Steady pace for Janata merger

Nitish Kumar today claimed the Janata family merger talks was on the "right track" but indicated the finalisation could take some more time, pointing out that the big political decisions should not be done hurriedly.

Our Special Correspondent Published 08.05.15, 12:00 AM

New Delhi, May 7: Nitish Kumar today claimed the Janata family merger talks was on the "right track" but indicated the finalisation could take some more time, pointing out that the big political decisions should not be done hurriedly.

"The talks are on track and proceeding in the right direction," Nitish said, emerging out of a meeting with Mulayam Singh Yadav in the evening.

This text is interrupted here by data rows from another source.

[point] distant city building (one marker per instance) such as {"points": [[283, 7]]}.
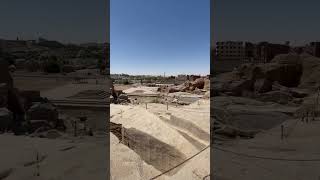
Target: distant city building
{"points": [[315, 49], [265, 51], [230, 50]]}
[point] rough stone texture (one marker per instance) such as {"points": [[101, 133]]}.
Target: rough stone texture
{"points": [[262, 85], [237, 87], [198, 83], [43, 111], [276, 96]]}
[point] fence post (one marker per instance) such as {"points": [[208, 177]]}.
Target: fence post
{"points": [[122, 134], [75, 128], [282, 133], [38, 166]]}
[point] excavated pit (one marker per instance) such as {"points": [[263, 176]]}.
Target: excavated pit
{"points": [[188, 126], [154, 152]]}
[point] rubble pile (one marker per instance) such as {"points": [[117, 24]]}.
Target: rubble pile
{"points": [[199, 85], [269, 94]]}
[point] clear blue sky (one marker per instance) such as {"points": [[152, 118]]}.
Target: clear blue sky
{"points": [[76, 21], [157, 36], [271, 20]]}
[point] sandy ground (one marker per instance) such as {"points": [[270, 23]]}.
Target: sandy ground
{"points": [[40, 84], [142, 90], [267, 155], [59, 159], [161, 140]]}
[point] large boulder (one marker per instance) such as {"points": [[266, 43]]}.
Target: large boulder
{"points": [[236, 88], [262, 85], [311, 73], [43, 111], [198, 83], [286, 74], [280, 97]]}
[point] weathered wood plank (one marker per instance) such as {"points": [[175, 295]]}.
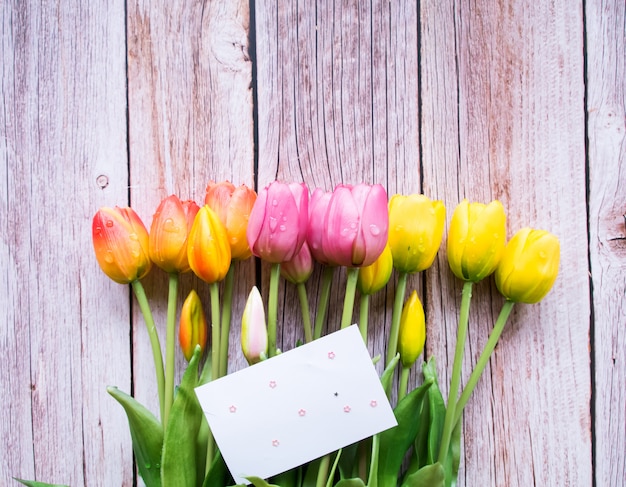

"Big political decisions should not be done in a hurry," the Bihar chief minister remarked on asked by when the process would be over. He said that "all is well" and claimed that soon all the issues would be settled.

Lalu Prasad, however, was not present at today's meeting.

Nitish met Mulayam, at the latter's residence, and this indicated that the chief minister could be pleading his case before the senior-most Janata family member. Samajwadi Party chief Mulayam Singh Yadav is learnt to be acting as the mediator between Lalu and Nitish to settle issues of seat distribution between the RJD and the JDU that seems to have emerged as a tangle. Nitish was closeted for around one-and-a-half hour with Mulayam.

Today's Nitish-Mulayam meeting comes after the first one-to-one meeting between Nitish and Lalu yesterday where the two leaders failed to resolve the seat sharing issue for the year-end Assembly elections.

Insiders have indicated that differences still persist among the two Bihar leaders and it could take some more time before they reach an agreement. The two leaders are learnt to be engaged in a threadbare discussion on each and every assembly seat to determine as to who stands a better chance to win.

"Nitish could have sought Mulayam intervention to settle the differences over seat-sharing with Lalu," said a JDU leader on asked about the subject of today's meeting.

Apart from seat sharing, the issue relating to the symbol of the new party also looks unsettled. Technically, Samajwadi Party leaders said, the new party has to sacrifice all their separate election symbols and opt for a new one.

The Samajwadi Party is not ready to forego the "bicycle" symbol. If the Samajwadi Party insists on the "bicycle" symbol then the RJD, JDU and the other Janata family parties could be compelled to merge in the party.